À l’exception des modèles les plus récents, pour lesquels la distance lors des tests a été raccourcie, celle-ci était jusqu’ici d’environ 15 mm, plus de 25 mm de large. Rappelons que même quand l’utilisateur ne téléphone pas, son mobile, lorsqu’il est en mode de veille connecté et la source de radiofréquences.

Agence nationale des fréquences (ANFR), établissement public responsable de ce domaine, a fait procéder à ses propres évaluations, dans les laboratoires de l’europe, sur un échantillon de 95 téléphones mobiles sélectionnés dans les différents points de vente depuis le début de 2012 et jusqu’à la fin de 2014, et 71 autres sélectionnés au cours de l’année 2015. A une distance du corps de 1,5 cm ne dépasse pas 2 W/kg.

Mais elle a fait réaliser de nouvelles mesures avec, cette fois, l’appareil en contact du corps. Les résultats sont très différents. Ils sont rapportés dans l’avis de juillet 2016 de l’Anses. Quelques-uns atteignaient même 7 W/kg. Ces dépassements ne concernent pas l’exposition de la tête, et le reste du corps.

Les industriels font valoir que les notices d’utilisation de leurs produits, de même que les informations accessibles en ligne ou sur votre smartphone lui-même, mentionnent bien que les tests ont été effectués à une certaine distance du corps et elle doit être respectée pour ne pas dépasser les niveaux d’exposition certifiés. Encore faut-il scruter à la loupe cette documentation pour le savoir. Au demeurant, l’ANFR a constaté que« manuel d’utilisation de 25% des téléphones contrôlée, ayant DAS contact avec le corps plus de 2 W/kg n’indiquait pas de distance minimale.

«Pas de portable pour les enfants»

Les résultats détaillés de la contre-expertise n’ont pas été divulgués. Ex-coordinateur national de l’association Priartem (Pour rassembler, informer et agir sur les risques liés aux technologies électromagnétiques), Marc Arazi, aujourd’hui« expert indépendant», a vainement tenté d’obtenir. Il a saisi la Commission d’accès aux documents administratifs (CADA), qui s’est dite« favorable» à la communication des données de l’ANFR, avant le 29 décembre.

Interrogé par Le Monde, Gilles Brégant, directeur de l’établissement de contrôle, indique cependant, qu’il ne les rendra pas publiques. La raison:« la loi interdit de les transmettre à des tiers, ces données ayant été recueillies dans le cadre de procédures pouvant donner lieu à des sanctions.» Sollicités directement, Apple et Samsung n’ont pas souhaité faire de commentaire.

ANFR n’est pas en reste pour autant sans réaction.
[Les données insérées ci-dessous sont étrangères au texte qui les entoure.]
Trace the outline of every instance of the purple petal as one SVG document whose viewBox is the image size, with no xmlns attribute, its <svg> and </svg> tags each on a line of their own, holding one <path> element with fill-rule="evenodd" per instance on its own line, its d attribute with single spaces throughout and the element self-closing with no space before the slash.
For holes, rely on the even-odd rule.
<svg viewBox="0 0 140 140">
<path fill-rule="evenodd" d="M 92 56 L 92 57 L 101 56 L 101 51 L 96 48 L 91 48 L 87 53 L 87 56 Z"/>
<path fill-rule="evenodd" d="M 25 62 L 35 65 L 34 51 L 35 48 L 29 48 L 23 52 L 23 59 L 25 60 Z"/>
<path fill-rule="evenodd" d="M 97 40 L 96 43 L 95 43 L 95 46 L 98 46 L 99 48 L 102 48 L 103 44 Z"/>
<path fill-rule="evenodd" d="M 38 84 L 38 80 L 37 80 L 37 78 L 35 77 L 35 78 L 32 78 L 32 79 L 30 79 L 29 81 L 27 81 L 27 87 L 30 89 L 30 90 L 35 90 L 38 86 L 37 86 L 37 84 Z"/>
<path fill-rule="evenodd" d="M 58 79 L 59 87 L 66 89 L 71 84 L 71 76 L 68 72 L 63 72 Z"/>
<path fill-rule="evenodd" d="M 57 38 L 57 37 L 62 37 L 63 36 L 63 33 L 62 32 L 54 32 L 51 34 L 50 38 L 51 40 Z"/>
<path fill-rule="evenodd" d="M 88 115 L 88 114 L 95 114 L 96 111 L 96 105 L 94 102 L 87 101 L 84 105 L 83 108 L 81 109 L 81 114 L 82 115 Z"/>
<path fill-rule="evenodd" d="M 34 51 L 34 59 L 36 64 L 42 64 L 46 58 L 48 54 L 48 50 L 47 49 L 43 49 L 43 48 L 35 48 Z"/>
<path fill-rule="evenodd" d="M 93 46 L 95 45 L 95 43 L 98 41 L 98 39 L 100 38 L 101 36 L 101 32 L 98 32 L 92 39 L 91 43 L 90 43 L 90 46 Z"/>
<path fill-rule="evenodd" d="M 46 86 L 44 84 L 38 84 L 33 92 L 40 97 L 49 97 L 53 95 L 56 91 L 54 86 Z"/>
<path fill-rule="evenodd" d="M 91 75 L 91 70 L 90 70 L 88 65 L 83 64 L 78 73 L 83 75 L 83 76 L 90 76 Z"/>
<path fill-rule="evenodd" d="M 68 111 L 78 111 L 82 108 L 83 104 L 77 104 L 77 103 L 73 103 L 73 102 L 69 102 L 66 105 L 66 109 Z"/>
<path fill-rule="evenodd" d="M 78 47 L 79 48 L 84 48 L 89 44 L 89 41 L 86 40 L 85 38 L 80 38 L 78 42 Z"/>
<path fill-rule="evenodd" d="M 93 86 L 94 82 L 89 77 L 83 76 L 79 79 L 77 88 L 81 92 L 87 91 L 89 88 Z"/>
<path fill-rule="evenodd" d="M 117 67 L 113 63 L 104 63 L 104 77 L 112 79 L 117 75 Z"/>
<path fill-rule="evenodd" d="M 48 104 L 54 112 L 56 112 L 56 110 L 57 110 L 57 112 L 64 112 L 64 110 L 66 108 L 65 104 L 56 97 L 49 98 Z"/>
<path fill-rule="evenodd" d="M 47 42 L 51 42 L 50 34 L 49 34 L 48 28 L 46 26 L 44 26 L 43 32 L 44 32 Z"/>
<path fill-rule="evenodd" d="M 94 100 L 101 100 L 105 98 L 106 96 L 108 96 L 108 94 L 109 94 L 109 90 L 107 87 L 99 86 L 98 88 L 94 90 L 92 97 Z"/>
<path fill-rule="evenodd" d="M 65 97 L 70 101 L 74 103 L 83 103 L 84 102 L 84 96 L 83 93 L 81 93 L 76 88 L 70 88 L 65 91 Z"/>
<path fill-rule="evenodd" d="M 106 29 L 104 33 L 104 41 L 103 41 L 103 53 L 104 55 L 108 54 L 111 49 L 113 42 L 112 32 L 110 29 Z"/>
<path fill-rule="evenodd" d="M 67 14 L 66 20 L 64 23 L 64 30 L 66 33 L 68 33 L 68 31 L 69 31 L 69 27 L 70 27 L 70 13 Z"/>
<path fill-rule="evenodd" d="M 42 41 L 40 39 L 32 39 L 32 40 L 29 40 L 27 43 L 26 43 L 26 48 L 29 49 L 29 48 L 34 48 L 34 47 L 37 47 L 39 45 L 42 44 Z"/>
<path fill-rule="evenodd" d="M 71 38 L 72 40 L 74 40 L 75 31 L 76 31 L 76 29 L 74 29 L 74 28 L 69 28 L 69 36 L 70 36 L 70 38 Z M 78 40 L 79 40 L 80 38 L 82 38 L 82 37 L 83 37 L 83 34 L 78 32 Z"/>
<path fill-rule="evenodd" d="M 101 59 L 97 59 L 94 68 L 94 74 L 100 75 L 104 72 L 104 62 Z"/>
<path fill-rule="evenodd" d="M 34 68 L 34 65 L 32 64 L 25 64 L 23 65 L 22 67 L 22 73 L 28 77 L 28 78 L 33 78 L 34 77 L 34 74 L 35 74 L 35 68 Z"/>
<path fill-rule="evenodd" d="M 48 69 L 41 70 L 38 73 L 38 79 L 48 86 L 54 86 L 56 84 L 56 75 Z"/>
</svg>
Elle dit son directeur, alerté les autorités françaises, qui ont demandé à la Commission européenne. Elle a adopté, en avril, une décision disposant que les tests de certification doivent être effectuées à une distance du tronc pas plus de quelques millimètres». Cette formulation laisse encore une marge de manœuvre aux industriels, mais, assure M. Brégant,« tous les appareils vendus depuis avril 2016 sont vérifiées à 5 mm du corps». Cette mesure tardive ne règle rien, toutefois, pour tous les mobiles déjà en service. En France, 25 millions de téléphones portables sont mis chaque année sur le marché.

Sans aucun doute la question des dangers des radiofréquences reste-t-elle débattue.

porte-parole de l’association Robin des toits, Etienne Cendrier souligne que« le cerveau humain n’est pas fait d’eau et de sucre comme les mannequins des tests». Il ajoute que« les normes d’exposition, outre qu’elles sont très élevés, ne prennent en compte que les effets thermiques, à l’exclusion d’autres risques tels que les cancers sont possibles». La présidente de Priartem, Janine Le Calvez, en tire de son côté, la leçon radicale:« Pas de portable pour les enfants!»